N'exagérons rien, 1 fois sur 100 après une césarienne, et encore, moins de la moitié sont des ruptures franches. À la maison au moins elle ne risque pas de servir de cobaye à des tests de déclenchement au misoprostol sur utérus cicatriciel… Il y en a eu des utérus déchirés avec ça… Mais les dommages collatéraux à l'hôpital sont tolérés n'est-ce pas ? C'est comme à l'armée.
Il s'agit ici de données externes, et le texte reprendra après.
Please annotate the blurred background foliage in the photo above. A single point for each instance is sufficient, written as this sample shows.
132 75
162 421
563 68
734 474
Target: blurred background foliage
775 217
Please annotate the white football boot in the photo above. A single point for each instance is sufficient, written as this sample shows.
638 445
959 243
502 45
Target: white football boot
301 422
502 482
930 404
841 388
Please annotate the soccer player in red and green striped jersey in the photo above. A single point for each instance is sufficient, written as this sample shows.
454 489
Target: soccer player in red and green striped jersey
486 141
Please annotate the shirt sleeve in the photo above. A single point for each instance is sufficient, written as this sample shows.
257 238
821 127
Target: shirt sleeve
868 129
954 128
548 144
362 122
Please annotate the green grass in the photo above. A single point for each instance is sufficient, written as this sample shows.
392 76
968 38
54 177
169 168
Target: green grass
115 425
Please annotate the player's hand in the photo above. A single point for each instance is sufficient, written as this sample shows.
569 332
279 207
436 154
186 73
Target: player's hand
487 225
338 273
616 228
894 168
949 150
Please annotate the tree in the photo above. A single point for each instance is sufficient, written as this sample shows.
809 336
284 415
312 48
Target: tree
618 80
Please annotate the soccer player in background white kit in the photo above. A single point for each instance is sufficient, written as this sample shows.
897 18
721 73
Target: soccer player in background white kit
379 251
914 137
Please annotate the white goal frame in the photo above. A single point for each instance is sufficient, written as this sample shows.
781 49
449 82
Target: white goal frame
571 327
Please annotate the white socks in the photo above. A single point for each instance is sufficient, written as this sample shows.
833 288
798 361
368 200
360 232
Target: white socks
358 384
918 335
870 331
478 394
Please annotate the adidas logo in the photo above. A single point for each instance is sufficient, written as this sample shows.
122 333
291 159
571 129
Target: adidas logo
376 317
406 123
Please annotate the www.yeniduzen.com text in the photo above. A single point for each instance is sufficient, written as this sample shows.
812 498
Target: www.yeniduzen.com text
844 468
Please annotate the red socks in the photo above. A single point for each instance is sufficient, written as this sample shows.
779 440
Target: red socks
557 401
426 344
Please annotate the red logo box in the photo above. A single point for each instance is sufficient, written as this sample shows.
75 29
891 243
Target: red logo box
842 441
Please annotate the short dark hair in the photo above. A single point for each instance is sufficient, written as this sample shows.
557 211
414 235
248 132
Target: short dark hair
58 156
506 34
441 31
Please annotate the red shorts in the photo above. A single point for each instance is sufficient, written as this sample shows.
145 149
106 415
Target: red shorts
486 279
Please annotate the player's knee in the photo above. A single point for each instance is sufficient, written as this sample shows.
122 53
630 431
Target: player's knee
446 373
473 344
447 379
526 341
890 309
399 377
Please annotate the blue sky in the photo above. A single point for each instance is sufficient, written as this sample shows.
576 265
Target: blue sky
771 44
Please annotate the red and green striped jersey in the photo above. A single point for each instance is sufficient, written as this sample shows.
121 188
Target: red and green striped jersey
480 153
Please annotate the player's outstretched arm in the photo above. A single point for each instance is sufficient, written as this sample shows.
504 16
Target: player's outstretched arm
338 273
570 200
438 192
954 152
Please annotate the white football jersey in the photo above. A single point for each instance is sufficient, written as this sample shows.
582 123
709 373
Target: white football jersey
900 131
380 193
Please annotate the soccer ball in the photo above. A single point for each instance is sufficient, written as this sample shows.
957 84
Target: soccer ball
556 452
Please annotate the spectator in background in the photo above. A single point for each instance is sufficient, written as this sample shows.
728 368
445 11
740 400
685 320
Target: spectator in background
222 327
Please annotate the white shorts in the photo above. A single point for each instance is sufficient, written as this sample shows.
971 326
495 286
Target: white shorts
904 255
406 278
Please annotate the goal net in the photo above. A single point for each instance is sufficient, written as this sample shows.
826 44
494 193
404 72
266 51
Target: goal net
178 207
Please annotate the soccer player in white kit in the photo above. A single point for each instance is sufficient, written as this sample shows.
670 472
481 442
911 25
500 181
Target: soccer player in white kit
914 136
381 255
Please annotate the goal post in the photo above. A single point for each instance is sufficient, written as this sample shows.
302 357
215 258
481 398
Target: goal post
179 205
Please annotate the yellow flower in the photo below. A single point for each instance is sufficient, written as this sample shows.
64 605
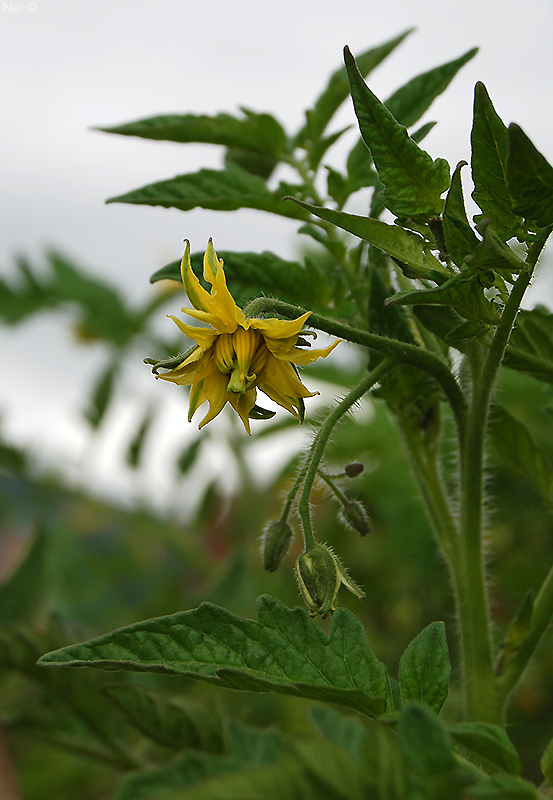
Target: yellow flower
236 356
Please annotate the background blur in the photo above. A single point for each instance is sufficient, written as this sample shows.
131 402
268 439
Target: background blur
139 514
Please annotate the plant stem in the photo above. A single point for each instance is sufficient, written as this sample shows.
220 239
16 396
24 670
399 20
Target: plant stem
481 696
321 440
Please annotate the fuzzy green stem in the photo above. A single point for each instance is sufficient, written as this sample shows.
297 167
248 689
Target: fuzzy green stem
481 697
321 440
401 352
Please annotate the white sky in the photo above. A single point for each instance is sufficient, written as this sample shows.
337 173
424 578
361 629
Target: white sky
67 65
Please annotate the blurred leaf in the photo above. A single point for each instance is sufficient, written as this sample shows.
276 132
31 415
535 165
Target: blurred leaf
264 272
22 594
489 741
424 668
530 347
403 245
284 652
337 90
168 722
504 787
413 182
517 447
529 178
461 240
344 731
489 153
409 102
258 132
219 190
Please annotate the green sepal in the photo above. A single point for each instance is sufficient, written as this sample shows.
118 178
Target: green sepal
529 178
461 241
413 182
489 154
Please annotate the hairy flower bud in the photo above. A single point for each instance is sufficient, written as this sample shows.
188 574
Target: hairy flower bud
275 543
354 515
320 575
354 469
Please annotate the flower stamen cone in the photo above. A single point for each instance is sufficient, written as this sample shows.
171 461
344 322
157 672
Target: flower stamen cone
234 356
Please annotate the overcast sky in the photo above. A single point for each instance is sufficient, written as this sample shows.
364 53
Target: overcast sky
68 65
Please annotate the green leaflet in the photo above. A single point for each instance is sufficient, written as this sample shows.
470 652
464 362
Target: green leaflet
405 246
489 154
337 88
284 652
517 447
529 178
460 239
262 272
413 182
489 741
424 668
219 190
258 132
410 101
530 347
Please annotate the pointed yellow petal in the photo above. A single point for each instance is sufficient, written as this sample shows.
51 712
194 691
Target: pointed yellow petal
196 293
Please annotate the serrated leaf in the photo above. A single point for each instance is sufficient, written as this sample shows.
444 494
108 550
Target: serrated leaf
413 182
530 348
167 722
461 241
337 89
425 742
219 190
400 244
489 154
504 787
258 132
529 178
424 668
409 102
22 594
258 273
284 652
489 741
517 447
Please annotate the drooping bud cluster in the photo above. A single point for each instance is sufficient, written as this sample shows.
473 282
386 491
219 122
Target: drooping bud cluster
275 543
320 575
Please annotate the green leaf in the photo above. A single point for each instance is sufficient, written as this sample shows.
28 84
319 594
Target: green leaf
344 731
22 594
517 447
413 182
405 246
489 741
530 347
424 668
258 132
461 240
529 178
337 90
219 190
255 273
425 742
168 722
409 102
546 763
504 787
284 652
489 154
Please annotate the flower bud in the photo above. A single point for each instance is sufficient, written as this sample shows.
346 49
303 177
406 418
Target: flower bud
354 469
354 515
275 543
320 575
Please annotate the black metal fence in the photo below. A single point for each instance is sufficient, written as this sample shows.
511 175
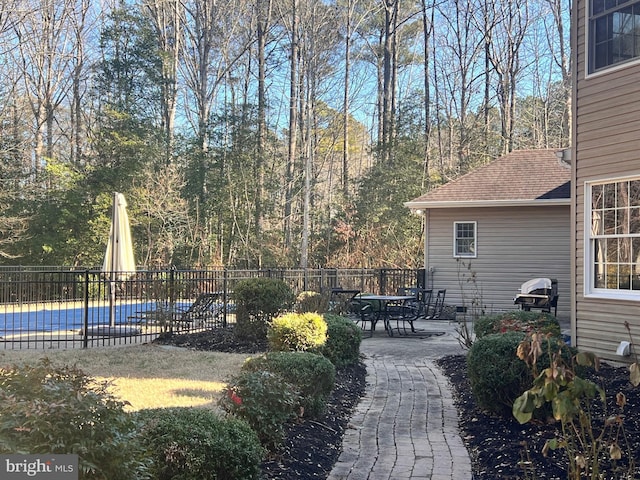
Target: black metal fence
79 308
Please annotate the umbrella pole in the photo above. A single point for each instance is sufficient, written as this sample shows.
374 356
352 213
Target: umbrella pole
112 303
114 262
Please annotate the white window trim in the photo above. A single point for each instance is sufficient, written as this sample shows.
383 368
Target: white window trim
588 290
587 51
475 239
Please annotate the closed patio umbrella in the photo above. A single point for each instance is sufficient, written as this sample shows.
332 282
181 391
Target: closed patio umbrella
119 263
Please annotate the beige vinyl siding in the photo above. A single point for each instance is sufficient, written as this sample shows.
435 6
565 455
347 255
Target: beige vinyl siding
513 245
606 146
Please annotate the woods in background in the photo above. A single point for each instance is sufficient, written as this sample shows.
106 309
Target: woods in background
262 132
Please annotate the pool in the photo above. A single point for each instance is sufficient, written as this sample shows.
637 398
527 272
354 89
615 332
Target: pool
54 317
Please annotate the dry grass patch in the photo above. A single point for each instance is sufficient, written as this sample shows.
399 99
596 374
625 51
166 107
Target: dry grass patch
147 376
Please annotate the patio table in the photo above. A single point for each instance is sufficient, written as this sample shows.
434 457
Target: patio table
385 310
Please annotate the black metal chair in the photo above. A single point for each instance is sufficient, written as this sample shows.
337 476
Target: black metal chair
434 311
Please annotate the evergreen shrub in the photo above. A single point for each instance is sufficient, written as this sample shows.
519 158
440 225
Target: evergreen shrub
496 375
265 401
198 444
258 301
58 409
343 341
313 376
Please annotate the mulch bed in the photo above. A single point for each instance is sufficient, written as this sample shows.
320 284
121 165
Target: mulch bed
500 447
312 446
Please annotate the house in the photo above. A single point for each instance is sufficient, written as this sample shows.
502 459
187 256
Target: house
497 227
605 230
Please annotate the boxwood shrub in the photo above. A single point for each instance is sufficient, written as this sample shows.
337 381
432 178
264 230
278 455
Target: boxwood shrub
258 301
313 375
496 375
343 341
265 401
198 444
47 408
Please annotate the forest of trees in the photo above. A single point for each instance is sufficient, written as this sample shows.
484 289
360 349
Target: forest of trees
257 133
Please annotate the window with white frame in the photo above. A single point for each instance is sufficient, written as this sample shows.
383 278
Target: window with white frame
614 32
464 239
612 231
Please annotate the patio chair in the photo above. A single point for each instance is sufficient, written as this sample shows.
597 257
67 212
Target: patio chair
434 311
364 314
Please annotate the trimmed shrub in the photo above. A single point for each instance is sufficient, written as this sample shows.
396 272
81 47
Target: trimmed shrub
265 401
198 444
312 302
297 332
258 301
50 409
312 375
496 375
343 341
517 321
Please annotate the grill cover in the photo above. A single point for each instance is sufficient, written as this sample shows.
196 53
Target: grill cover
536 285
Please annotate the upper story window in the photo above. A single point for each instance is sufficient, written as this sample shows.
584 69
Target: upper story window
614 32
612 254
464 239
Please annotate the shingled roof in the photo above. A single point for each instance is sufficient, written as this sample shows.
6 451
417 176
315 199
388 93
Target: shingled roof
523 177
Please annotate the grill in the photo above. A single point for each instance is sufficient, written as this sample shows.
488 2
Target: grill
541 293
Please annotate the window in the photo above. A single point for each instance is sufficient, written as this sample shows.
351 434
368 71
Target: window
464 239
612 256
614 32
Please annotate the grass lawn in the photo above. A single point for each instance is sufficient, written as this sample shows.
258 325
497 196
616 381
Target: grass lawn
147 376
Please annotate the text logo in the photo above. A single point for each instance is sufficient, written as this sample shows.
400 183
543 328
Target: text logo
45 466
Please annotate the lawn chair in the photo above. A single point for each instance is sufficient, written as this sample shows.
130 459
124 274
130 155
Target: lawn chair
206 310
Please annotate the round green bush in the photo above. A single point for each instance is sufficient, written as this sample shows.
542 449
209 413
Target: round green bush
343 341
313 375
258 301
517 321
265 401
496 375
297 332
197 444
58 409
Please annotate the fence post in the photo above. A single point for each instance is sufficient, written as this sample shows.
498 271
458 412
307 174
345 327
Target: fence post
225 297
85 340
172 295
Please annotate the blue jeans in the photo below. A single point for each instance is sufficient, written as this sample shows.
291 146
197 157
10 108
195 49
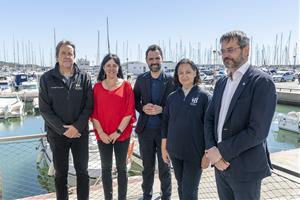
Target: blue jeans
239 190
60 147
188 176
106 155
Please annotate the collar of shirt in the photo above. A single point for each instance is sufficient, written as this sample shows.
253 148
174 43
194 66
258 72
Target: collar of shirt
240 72
186 91
159 78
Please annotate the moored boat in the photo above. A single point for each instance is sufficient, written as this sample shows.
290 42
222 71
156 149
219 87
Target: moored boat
290 121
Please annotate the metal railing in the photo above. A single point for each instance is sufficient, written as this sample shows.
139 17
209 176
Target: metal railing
24 174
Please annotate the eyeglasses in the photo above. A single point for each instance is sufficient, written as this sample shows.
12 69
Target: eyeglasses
229 50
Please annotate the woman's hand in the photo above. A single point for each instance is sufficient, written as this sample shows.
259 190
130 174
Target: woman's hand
113 137
104 138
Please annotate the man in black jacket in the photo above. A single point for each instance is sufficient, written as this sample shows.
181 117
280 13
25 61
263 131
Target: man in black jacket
151 90
66 102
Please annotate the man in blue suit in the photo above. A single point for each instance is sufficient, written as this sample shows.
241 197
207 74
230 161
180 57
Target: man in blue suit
237 122
151 90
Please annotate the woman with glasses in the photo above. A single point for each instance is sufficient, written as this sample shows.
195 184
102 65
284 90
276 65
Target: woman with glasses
112 117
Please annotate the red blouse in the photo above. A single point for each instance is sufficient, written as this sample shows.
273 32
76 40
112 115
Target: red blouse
110 107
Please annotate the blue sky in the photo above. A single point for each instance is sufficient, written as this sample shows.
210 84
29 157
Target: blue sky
141 23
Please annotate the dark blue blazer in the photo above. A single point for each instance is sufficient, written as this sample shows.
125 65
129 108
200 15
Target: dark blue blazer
142 95
246 125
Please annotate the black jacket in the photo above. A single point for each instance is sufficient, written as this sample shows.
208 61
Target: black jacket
246 126
62 105
142 95
183 124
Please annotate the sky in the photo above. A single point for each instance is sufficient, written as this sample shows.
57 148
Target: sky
193 26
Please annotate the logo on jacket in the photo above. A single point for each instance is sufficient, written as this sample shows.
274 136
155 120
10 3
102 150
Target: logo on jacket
57 87
78 87
194 101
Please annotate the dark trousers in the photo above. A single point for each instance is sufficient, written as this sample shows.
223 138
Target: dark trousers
188 176
150 145
229 189
106 154
60 147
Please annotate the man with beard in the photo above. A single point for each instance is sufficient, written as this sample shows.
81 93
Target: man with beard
151 90
237 122
66 103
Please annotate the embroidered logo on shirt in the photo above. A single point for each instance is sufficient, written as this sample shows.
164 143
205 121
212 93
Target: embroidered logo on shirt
194 101
56 87
78 87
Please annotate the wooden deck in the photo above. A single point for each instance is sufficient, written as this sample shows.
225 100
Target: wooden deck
281 185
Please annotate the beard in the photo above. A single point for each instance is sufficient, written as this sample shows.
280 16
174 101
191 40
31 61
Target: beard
231 63
155 67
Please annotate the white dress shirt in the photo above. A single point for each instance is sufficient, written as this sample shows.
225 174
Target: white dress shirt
231 86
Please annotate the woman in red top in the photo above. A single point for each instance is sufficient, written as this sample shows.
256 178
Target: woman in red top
112 117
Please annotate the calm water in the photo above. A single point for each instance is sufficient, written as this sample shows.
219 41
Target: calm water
15 159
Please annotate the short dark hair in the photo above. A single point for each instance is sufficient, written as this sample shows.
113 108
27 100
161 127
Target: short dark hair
64 42
102 75
154 47
241 37
194 67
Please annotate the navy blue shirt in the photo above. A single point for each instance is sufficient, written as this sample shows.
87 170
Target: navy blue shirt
155 87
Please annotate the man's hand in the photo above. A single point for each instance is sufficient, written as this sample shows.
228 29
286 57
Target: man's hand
204 162
164 153
165 156
151 109
222 165
71 132
213 154
113 137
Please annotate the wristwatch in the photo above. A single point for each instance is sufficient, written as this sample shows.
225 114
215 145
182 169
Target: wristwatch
119 131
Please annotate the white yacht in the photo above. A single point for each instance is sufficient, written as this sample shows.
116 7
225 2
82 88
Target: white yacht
10 106
290 121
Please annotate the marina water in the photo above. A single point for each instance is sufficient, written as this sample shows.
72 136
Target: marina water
31 123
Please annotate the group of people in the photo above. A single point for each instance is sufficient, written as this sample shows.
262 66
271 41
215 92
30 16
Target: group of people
179 123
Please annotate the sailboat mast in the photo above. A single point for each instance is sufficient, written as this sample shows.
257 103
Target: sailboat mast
107 32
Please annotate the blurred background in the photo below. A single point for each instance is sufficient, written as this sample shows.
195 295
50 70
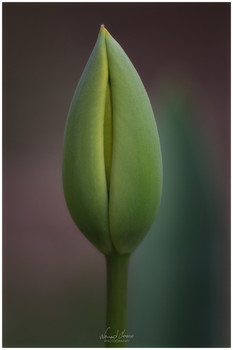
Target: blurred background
53 278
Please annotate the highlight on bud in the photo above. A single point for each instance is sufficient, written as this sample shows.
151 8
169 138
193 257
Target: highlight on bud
112 166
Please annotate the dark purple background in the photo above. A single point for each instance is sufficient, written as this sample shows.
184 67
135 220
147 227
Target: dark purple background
53 279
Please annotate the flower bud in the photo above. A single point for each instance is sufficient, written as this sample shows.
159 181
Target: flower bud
112 167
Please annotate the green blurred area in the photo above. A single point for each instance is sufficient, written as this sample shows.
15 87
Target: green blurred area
179 291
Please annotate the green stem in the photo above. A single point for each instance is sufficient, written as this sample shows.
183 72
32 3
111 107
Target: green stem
117 277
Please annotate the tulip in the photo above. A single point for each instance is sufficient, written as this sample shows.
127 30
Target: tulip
112 165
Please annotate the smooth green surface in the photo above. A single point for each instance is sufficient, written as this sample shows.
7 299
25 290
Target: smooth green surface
117 279
112 167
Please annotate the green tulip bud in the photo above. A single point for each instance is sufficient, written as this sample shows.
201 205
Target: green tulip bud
112 167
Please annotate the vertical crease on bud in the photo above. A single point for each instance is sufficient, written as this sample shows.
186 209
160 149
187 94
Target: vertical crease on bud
108 132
Qu'est-ce qui le défrise ce chef de service ? La sage-femme a réagi parfaitement, la jeune femme a été tout ce qu'il y a de plus raisonnable, personne n'a eu de bobo, alors il est où le problème ? Si elle avait été à l'hôpital ils auraient pu réagir plus vite ? Avec des sages-femmes qui passent en coup de vent au mieux une fois par heure, on peut en douter, comme en témoigne une jeune femme en état de choc sur le forum de magicmaman :


"J'étais partie pour un accouchement sans péridurale et j'ai fait tout le travail sans. Le bébé (très gros par rapport à mes aînés) ne descendait pas. J'ai eu ensuite la péridurale et les SF m'ont fait poussé 3-4 heures à dilation complète... Je ne comprends même pas comment c'est possible et comment j'ai pu laisser faire, le problème est que ma mémoire de l'accouchement s'est en partie effacée. Ensuite rupture utérine entraînant la mort de notre enfant, césarienne en urgence, hémorragie qualifiée de cataclysmique, hystérectomie, transfert entre la vie et la mort dans un autre hôpital, embolisation pour stopper l'hémorragie, laparotomie suite à un scanner post interventionnel qui a montré que le système urinaire était endommagé, tout ceci en moins de 24h. Plusieurs jours de réanimation, plus d'un mois d'hôpital, grande faiblesse, poches et tuyaux en attendant une nouvelle intervention mi-octobre, incapable de m'occuper de la maison et de mes enfants qui sont en province avec des grands-parents épuisés qui assument avec courage malgré leur âge... Je ne me souviens même pas d'avoir tenu mon enfant (mort) dans les bras, ni de l'avoir vu, la mémoire de ce moment étant effacée. Dans ma tête, mon enfant est passé de mon ventre au cercueil, sans que je ne comprenne rien, et sans que je le voie, tout ceci par obstination incompréhensible des SF à privilégier une voie basse au delà du raisonnable.

[...]
Il n'y avait personne pendant la rupture utérine... Le médecin, qui avait été enfin appelé, avait dit qu'il était incapable de m'accoucher après avoir essayé les forceps. Il a dit de me préparer pour la césarienne, puis tout le monde, médecin et SFs, se sont tous absentés environ 6 mn parce qu'une femme avait des problèmes à côté. J'étais alors sous péridurale, mon mari m'a dit que ma tête n'avait pas changé donc je n'ai probablement pas senti la rupture. En tous les cas il n'y avait personne avec nous quand notre bébé a flanché suite à la rupture ! Personne. Quand ils sont revenus, c'était trop tard, le mal était fait..."


Ca se confirme, un gynobs a toujours raison :  la rupture utérine, et l'inconscience,  c'est dangereux.